De nombreuses files d'attente se sont formées dimanche pour la présidentielle au Brésil, ici à un bureau de vote de Rio de Janeiro. Keystone/AP/LEO CORREA sda-ats

(Keystone-ATS) Les Brésiliens votaient nombreux et dans le calme dimanche pour le premier tour de la présidentielle. Ils ont exprimé leur espoir d’un “changement” dans ce scrutin où Jair Bolsonaro, le candidat d’extrême droite, apparaît en position de force.

Les 147 millions d’électeurs avaient jusqu’à minuit heure suisse pour se rendre aux urnes, dans un pays où l’absentéisme est certes frappé d’une amende, mais minime. De nombreuses files d’attente se formaient encore dans l’après-midi.

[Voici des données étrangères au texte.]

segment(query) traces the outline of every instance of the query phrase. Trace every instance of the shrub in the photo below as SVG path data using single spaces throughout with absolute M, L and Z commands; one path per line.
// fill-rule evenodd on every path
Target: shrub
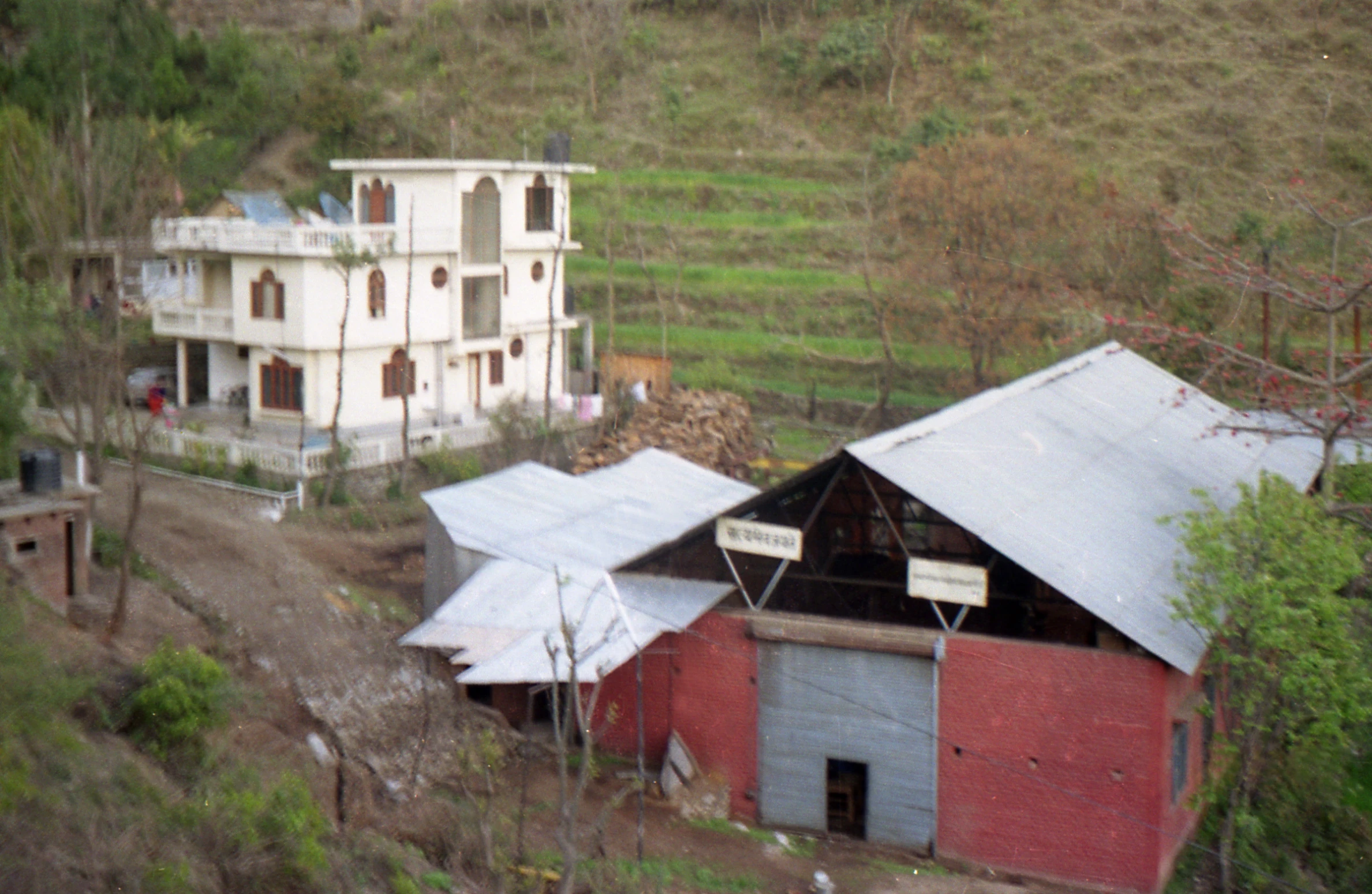
M 119 561 L 123 559 L 123 537 L 111 528 L 97 525 L 91 537 L 91 554 L 100 568 L 118 568 Z M 129 568 L 134 577 L 141 577 L 143 580 L 152 580 L 156 575 L 152 566 L 148 565 L 148 561 L 139 553 L 134 553 L 130 558 Z
M 162 640 L 139 669 L 141 686 L 128 702 L 126 725 L 152 754 L 198 753 L 207 729 L 226 718 L 229 676 L 195 646 Z
M 456 484 L 480 477 L 482 474 L 482 463 L 475 455 L 456 450 L 427 452 L 418 457 L 418 463 L 427 473 L 443 484 Z
M 173 813 L 196 831 L 226 890 L 299 891 L 328 867 L 329 821 L 295 773 L 269 788 L 248 769 L 217 777 Z
M 233 480 L 248 487 L 259 487 L 262 484 L 257 463 L 251 459 L 239 466 L 239 470 L 233 473 Z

“Le Brésil veut du changement”, a déclaré Roseli Milhomem, dans un bureau du centre de Brasilia, où elle va voter pour Jair Bolsonaro. “On en a assez de la corruption. Notre pays est riche, il ne peut pas tomber entre de mauvaises mains”. Rubens Dantas de Oliveira, retraité de 58 ans, a aussi voté pour l’ex-militaire : “Nous ne pouvons pas voter toujours pour les mêmes candidats, les mêmes partis. Il faut un changement général”.

Jair Bolsonaro, ex-capitaine de l’armée devenu un phénomène électoral depuis qu’il a frôlé la mort dans un attentat le 6 septembre, a voté en début de matinée à Rio. “Ça va se terminer aujourd’hui”, a-t-il assuré devant des journalistes. “Le 28 (octobre, date du deuxième tour), on va à la plage!”, a-t-il lancé. Un scénario qui fait trembler les démocrates dans le grand pays latino-américain, mais que certains analystes n’excluent plus.

Admirateur de Trump

Même sur la place Sao Salvador, un des fiefs de la gauche à Rio, certains électeurs affichaient leur enthousiasme pour Jair Bolsonaro. “Notre pays a besoin de changement, ça ne peut plus continuer comme ça”, affirme Terezinha Diniz. De nombreux électeurs voient en Jair Bolsonaro, 63 ans, un espoir tant les Brésiliens sont exaspérés par la crise économique, la violence et les innombrables scandales de corruption.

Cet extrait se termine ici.